New AI regulation blueprint to speed up planning approvals
October 22, 2025 - At the Times Tech Summit, Technology Secretary Liz Kendall set out a new blueprint for AI regulation that relaxes rules inside controlled testing environments to push innovation and growth without losing oversight.
The plan launches AI sandboxes across healthcare, professional services, transport, and robotics in advanced manufacturing. The goal: speed up safe experimentation, surface results faster, and cut friction that stalls delivery.
As Kendall put it: "To deliver national renewal, we need to overhaul the old approaches which have stifled enterprise and held back our innovators. We want to remove the needless red tape that slows progress so we can drive growth and modernise the public services people rely on every day. This isn't about cutting corners - it's about fast-tracking responsible innovations that will improve lives and deliver real benefits."
Why this matters for government teams
The blueprint includes an AI Growth Lab aimed at compressing planning timelines by automating heavy document handling and cross-referencing. Think cutting through an average housing development's 4,000 pages and reducing the 18-month submission-to-approval slog.
It sits alongside a wider "construction business blitz" targeted at saving UK businesses around £6bn annually by trimming red tape and admin. Government has already been piloting AI to chip away at the backlog, including tools that digitise handwritten notes and cross-reference maps and policy documents to build accurate, queryable datasets.
Guardrails, licensing, and accountability
Safety and oversight will be run by tech and regulatory experts, with a licensing scheme that bakes in strong safeguards. The government will open a public call for views on the AI Growth Lab proposals, closing on 2 January 2026. Options on the table include running the programme in-house or delegating to regulators.
For context on the UK's approach, see the policy paper on a pro-innovation framework for AI on GOV.UK: A pro-innovation approach to AI regulation.
What departments can do now
- Nominate 1-2 high-friction use cases for a sandbox (e.g., planning validation, case triage, evidence synthesis).
- Map the data: sources, owners, quality, retention, and lawful bases. Prepare redacted sample datasets for testing.
- Set success metrics upfront: throughput, queue time, error rate, appeal rate, and equality impacts.
- Stand up a small oversight group (policy, data, legal, security, frontline ops) to approve pilot gates and monitor drift.
- Pre-clear procurement routes and DPAs for short, time-boxed pilots with clear exit criteria.
- Plan for auditability: log prompts, model versions, training data lineage, and decision traces.
- Design human-in-the-loop checkpoints for safety-critical decisions and edge cases.
- Align with existing risk frameworks and DPIAs; document mitigations for bias, security, and misuse.
Planning approvals: practical wins to target
- Automate ingestion and structuring of large submissions (PDFs, scans, handwritten notes) with OCR and entity extraction.
- Instant cross-referencing across maps, constraints, policies, development rights, and historic decisions.

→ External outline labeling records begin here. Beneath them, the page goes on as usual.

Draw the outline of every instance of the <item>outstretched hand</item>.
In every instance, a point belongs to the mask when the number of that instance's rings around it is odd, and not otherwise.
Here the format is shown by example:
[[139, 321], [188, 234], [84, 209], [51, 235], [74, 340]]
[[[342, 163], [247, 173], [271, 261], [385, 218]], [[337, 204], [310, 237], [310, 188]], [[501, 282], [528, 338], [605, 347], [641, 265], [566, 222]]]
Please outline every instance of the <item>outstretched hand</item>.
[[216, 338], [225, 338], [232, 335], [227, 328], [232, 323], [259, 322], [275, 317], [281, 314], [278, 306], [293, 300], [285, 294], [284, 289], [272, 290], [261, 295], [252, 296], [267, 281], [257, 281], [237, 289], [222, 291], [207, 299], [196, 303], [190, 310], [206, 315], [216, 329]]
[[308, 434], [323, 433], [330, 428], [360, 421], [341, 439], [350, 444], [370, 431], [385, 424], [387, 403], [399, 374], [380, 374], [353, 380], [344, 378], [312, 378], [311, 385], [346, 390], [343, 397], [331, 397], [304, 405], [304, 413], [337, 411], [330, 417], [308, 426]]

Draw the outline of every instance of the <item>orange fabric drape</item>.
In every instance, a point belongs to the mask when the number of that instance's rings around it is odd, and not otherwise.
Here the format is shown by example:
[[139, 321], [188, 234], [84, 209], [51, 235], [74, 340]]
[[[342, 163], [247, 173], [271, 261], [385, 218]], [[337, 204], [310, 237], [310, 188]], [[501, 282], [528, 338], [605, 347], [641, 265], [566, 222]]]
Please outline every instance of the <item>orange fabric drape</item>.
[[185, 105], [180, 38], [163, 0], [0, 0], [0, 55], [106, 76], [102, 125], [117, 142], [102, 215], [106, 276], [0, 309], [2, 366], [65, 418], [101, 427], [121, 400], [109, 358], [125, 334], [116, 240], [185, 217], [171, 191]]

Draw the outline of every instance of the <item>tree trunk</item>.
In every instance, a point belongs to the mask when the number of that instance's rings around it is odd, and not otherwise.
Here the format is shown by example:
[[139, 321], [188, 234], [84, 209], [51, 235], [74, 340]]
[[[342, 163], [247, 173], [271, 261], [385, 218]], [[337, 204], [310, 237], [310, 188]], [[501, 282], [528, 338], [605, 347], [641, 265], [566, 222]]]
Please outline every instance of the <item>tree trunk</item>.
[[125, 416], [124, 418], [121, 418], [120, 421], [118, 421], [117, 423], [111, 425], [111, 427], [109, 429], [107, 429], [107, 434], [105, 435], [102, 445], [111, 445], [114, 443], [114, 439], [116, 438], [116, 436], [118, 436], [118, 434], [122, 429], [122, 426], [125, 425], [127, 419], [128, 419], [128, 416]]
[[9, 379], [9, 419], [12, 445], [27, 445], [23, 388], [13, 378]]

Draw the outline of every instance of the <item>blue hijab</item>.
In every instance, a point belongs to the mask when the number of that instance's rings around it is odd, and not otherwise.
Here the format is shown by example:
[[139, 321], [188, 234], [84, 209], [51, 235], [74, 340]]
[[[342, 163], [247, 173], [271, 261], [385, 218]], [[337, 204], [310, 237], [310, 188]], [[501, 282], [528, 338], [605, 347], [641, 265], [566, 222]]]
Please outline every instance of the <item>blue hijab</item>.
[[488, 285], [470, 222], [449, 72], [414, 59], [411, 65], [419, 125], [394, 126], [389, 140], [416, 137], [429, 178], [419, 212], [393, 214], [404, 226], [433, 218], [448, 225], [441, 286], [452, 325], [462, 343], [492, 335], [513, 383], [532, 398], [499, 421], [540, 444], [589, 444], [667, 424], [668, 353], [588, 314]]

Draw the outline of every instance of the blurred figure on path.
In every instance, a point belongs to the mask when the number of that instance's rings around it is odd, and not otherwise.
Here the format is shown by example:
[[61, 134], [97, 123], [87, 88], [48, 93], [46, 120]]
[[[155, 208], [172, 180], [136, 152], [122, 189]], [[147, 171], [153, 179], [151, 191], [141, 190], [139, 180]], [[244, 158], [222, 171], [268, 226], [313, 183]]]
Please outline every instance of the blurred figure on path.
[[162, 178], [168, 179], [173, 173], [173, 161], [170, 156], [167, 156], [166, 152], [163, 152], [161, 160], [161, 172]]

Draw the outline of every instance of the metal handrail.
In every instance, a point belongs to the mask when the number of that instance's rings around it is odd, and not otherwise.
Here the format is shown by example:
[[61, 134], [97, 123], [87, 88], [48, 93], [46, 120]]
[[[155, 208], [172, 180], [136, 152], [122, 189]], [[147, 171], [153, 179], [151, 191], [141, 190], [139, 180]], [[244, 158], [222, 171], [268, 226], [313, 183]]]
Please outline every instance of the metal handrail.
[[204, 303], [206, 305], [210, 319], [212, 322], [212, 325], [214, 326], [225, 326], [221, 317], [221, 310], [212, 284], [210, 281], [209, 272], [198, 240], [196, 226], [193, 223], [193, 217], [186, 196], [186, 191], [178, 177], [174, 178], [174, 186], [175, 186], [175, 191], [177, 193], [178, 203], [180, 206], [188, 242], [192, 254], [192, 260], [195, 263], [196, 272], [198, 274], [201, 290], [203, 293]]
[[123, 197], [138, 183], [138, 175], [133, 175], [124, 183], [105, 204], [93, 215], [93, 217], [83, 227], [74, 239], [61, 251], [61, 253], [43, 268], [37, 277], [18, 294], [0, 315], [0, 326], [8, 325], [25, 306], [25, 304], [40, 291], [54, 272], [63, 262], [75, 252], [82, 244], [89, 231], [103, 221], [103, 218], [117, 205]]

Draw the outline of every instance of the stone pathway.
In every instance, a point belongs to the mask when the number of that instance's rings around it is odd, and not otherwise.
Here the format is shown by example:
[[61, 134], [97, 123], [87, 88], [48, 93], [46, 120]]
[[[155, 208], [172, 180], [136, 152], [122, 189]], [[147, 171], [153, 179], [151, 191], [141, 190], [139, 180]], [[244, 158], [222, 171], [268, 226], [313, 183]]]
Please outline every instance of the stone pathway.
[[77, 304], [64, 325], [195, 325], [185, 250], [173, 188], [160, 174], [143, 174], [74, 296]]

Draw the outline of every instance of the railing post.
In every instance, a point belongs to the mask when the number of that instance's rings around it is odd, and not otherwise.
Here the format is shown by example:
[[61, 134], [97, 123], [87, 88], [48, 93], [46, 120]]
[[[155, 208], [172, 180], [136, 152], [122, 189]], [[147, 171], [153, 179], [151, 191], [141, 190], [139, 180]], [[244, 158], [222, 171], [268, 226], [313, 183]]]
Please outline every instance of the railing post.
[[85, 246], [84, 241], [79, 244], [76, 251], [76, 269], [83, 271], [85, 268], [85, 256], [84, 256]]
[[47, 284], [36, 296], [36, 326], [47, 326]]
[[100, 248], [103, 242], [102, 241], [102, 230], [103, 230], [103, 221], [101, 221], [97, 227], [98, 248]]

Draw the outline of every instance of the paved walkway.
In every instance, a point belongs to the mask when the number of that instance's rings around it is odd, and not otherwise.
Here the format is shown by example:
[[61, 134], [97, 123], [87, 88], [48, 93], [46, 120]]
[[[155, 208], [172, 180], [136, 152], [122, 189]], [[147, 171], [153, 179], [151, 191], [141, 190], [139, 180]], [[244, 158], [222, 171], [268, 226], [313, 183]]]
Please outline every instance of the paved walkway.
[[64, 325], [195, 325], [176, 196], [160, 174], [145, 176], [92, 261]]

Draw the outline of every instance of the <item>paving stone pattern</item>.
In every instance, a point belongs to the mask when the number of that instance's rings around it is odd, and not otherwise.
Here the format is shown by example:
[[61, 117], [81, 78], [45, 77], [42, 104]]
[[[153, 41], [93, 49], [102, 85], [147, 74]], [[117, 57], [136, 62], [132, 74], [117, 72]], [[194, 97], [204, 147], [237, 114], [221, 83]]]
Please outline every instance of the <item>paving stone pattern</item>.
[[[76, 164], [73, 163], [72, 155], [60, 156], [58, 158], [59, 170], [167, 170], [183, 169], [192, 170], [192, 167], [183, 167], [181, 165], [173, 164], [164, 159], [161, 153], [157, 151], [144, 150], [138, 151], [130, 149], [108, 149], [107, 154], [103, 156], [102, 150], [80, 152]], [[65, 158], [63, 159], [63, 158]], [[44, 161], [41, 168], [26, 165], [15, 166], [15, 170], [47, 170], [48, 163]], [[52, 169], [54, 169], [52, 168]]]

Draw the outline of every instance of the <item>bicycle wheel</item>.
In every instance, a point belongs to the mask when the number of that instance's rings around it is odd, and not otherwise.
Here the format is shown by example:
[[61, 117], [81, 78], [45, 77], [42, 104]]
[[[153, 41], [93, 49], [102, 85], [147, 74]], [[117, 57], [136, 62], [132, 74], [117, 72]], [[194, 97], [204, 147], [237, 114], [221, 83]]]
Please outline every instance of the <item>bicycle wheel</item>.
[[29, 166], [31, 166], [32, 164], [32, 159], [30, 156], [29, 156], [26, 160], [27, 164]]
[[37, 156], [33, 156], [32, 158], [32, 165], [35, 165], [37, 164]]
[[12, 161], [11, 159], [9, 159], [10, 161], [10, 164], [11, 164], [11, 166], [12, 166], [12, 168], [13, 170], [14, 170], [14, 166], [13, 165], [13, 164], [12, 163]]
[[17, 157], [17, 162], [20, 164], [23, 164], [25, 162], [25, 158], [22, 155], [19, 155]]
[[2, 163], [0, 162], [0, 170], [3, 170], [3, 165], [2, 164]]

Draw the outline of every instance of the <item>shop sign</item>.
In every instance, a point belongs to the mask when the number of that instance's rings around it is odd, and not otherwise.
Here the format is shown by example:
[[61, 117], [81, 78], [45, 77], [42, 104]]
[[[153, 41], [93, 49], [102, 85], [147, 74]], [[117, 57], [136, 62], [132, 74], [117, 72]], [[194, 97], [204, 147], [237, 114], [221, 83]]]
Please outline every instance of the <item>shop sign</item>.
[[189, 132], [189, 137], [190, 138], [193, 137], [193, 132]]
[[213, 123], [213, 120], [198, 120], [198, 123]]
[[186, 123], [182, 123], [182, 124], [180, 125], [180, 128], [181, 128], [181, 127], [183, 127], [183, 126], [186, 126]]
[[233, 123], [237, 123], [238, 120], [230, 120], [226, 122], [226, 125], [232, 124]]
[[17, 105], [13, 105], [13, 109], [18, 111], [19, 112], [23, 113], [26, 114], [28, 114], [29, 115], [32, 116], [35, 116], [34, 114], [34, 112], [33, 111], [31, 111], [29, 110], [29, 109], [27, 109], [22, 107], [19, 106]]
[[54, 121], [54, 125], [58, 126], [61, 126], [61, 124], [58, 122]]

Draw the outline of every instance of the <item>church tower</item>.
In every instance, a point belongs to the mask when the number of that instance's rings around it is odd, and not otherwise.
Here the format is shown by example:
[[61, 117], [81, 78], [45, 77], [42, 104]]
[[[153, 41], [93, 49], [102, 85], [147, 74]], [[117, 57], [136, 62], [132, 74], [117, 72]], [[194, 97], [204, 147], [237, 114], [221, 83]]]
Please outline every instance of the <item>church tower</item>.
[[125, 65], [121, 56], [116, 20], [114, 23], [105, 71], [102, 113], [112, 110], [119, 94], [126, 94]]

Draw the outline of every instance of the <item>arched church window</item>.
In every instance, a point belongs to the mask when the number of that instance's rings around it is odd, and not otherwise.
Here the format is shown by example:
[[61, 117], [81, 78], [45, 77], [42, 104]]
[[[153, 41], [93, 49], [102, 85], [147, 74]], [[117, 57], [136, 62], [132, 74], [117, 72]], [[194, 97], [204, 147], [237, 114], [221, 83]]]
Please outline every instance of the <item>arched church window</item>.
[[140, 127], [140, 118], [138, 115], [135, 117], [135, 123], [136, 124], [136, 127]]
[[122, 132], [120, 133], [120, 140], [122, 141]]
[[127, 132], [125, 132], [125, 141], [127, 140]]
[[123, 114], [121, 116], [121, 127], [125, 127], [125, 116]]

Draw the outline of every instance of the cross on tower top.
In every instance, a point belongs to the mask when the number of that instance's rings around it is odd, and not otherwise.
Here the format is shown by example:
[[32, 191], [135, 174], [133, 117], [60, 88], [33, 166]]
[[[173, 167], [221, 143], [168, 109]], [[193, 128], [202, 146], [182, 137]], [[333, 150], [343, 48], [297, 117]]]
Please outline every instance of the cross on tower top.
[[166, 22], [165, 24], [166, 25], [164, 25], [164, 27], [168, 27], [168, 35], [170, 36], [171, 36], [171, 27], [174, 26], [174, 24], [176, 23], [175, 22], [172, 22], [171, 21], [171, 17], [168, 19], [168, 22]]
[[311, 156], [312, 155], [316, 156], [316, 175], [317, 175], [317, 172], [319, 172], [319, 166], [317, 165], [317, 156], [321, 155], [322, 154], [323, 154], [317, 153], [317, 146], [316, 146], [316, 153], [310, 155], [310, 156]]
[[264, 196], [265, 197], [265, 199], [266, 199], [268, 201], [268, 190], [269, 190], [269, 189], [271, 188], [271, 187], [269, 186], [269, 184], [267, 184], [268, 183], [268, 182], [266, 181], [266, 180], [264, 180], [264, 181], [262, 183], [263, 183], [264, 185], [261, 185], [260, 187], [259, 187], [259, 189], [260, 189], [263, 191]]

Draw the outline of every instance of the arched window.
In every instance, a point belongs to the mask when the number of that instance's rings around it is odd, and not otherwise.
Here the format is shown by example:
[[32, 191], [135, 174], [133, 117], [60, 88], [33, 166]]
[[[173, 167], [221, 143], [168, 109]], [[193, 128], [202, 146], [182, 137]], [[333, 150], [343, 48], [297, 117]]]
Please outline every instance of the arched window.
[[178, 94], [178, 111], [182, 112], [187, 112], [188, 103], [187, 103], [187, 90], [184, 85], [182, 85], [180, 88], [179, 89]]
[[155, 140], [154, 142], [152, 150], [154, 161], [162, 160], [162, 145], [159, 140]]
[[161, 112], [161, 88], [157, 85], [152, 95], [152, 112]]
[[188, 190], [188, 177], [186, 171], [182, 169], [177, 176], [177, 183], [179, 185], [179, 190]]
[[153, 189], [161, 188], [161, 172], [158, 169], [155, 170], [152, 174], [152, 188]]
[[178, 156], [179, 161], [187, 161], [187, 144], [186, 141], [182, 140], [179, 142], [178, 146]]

- Pre-screening for completeness and policy conflicts before officer review.
- Generate consistent officer reports and applicant feedback with linked citations.
- Expose machine-generated summaries to applicants and consultees to reduce clarifications and rework.
How to keep it safe
- Use sandboxed environments with restricted data access and strict role-based controls.
- Prefer explainable approaches where decisions affect rights or entitlements; require rationale visibility.
- Enforce redaction, pseudonymisation, and minimisation by default in training and inference.
- Test for bias across location, applicant type, and development category; publish summary findings.
- Run security testing on models and integrations; monitor for prompt injection and data exfiltration.
Key dates and next steps
- Now: Identify pilot candidates, assemble oversight group, and prepare datasets.
- Q4 2025: Engage with the public call for views; align your pilots with proposed safeguards.
- By 2 January 2026: Submit your department's feedback and evidence.
- Post-consultation: Expect formal guidance on licensing, reporting, and regulator roles.